Noemi looked out again. She couldn’t hear the children over the clank and rumble of the train. Then she saw something emerge from the car. It was a boy’s hips, pushed forward with his red shorts lowered, to pee out the door. Noemi could only see his hand, the arcing stream, and the splash on the rocks below. She pulled her head back inside, giddy with shock. “One of them is peeing,” she whispered.

“Everybody has to,” Chuy said.





33.



WHEN GEORGE wanted help moving Consuelo’s body, Maria refused.

“Do you know how much we pay you?” George demanded. “For making scrambled eggs and sweeping the floor? Help me!”

So she did. There were tiny shards of Consuelo’s skull on the bloody tile floor. It was hard to get the plastic tarp under her, and the body was heavy and awkward. Finally they pulled the tarp out of the doorway and against the wall, and they could close the door again.

Maria mopped the floor, filling buckets with bloody water, dumping the buckets in the bathroom, trying to keep herself from retching. When she was finished, she told George she needed to go home. She wanted her phone.
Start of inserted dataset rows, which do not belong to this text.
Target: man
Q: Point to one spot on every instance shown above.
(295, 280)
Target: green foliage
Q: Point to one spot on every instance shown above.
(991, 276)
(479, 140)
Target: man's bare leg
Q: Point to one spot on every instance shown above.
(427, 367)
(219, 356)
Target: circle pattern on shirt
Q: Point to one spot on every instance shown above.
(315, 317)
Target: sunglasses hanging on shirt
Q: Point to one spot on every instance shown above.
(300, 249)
He said she wasn’t going anywhere.

“Am I a prisoner?”

“As soon as I leave, you can go,” he said.

He went up to the office and she heard him opening drawers and cabinets. A hammer blow, a breaking of glass, the sound of a power drill. She had lived so long in fear of the Herreras, in the habit of loyalty to them, in the habit of fear of the police, that she could not make herself leave when George said she couldn’t. It was as if something physical was stopping her.
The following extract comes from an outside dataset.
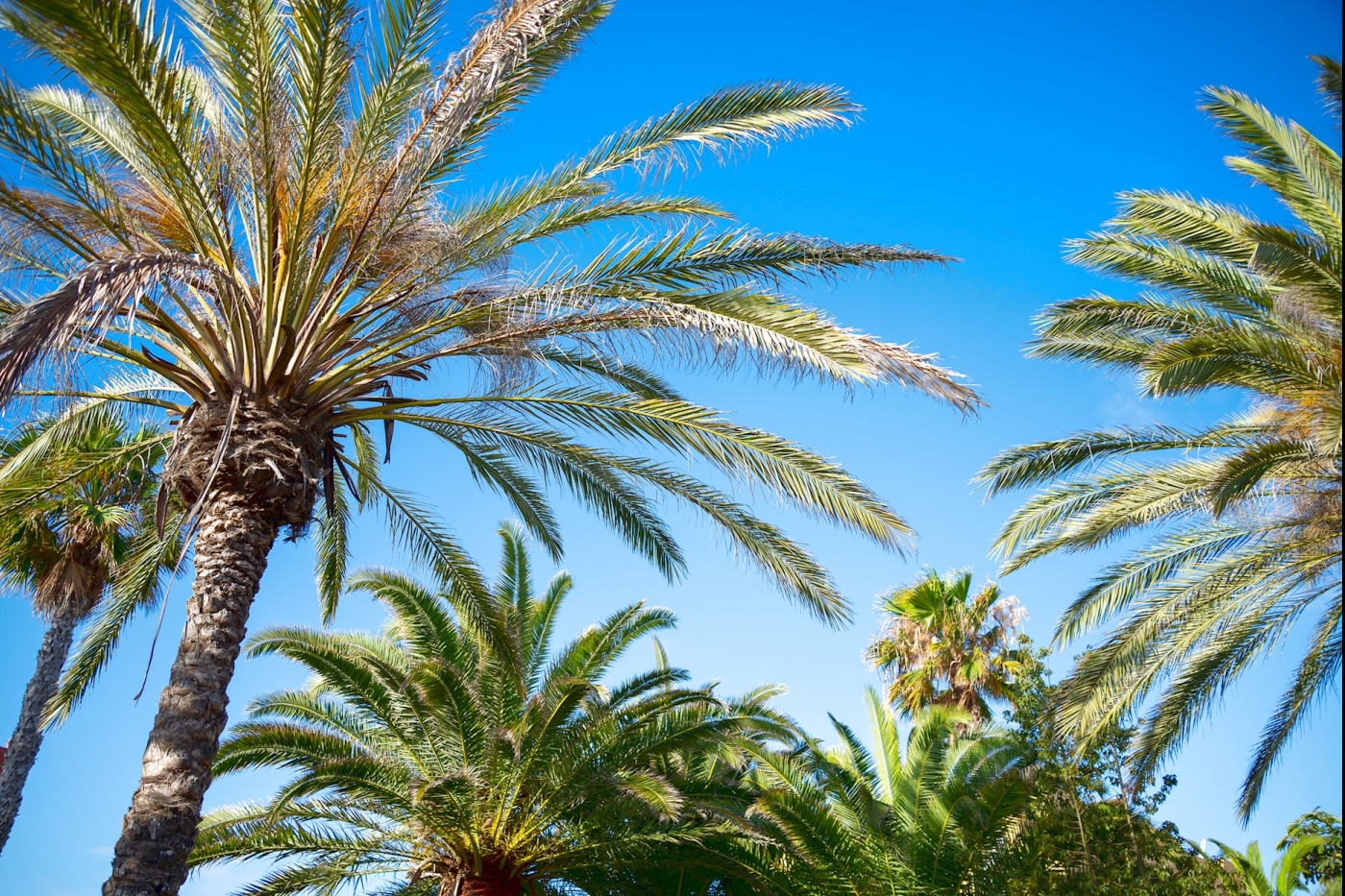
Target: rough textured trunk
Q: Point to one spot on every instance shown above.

She heard his phone ring. She climbed the stairs to listen to George talking, and looked into the office.

George dropped the phone to his side. “He’s dead.”

Her heart pounded. Oscar. “Who?”

“Raúl.”

Maria didn’t know what to say to that. She had thought Raúl was indestructible. “How?”

“Car accident.”

“And the children?”

“I don’t know.”

She slumped down on the stairs.

George seemed dazed. He went to his bedroom and came out with a duffel bag. Then he stepped around her. “Good luck, Maria,” he said. “You should get out of here, too. The police will come.”

“My phone!” she said.

“Sorry. No.”

He was downstairs and out the door. She collected her handbag and a few small things of her own. She left poor Consuelo alone in the entryway, and Sancho in the dog kennel, and the white horse in the stables. The police would come, and someone would look after them all. She locked the door when she left, out of habit.
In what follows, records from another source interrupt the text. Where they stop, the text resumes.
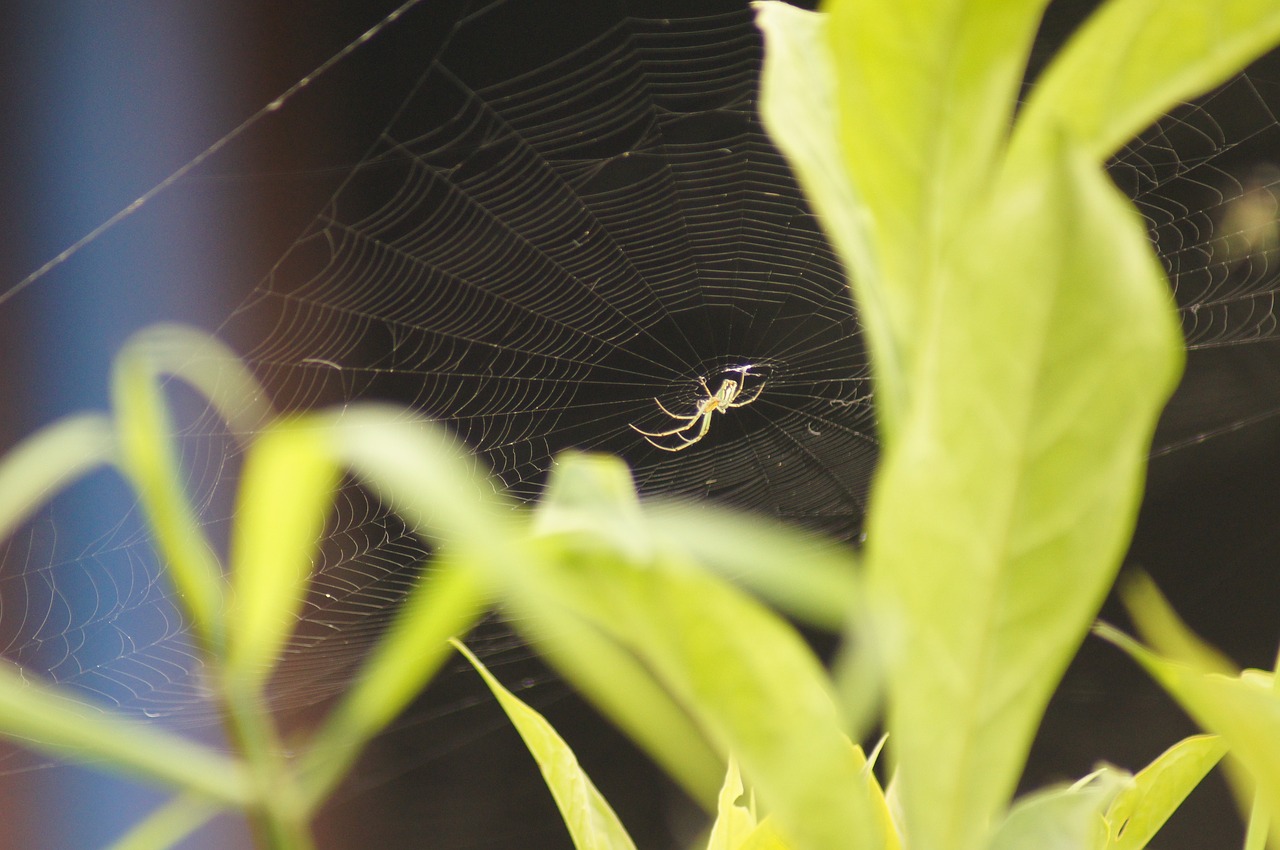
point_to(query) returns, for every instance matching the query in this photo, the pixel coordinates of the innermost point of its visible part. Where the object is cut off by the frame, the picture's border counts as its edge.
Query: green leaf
(168, 825)
(151, 464)
(1002, 512)
(766, 837)
(50, 460)
(745, 679)
(799, 108)
(592, 822)
(444, 602)
(734, 822)
(917, 99)
(1159, 789)
(41, 717)
(809, 577)
(284, 494)
(429, 478)
(1061, 818)
(1243, 709)
(1134, 60)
She eased her car down the driveway and out the gate, as tired as she had ever felt. She could not think of where to go except home.





34.



LIV HAD SAT hunched over her phone in the club room, looking for suspicious Instagram posts, trying different hashtags while her coffee went cold. Now she forked an English muffin into halves. Crumbs dropped onto the table in front of the toaster. That was her, she reflected: soft, white, torn, crumbling. The karmic bus had mowed her down. She was being punished for living in a false world, spongy and insulated from the reality around her. For living in a house with an alarm system, in a neighborhood where the only Latinos were gardeners and day laborers. For sending her kids to a private school that was almost entirely white in a city that wasn’t.

She told herself that she wasn’t being rational, she was being self-aggrandizing. The universe didn’t care what she did. But their life was obscene. Her kids didn’t see anyone except kids like themselves, and kids who were richer.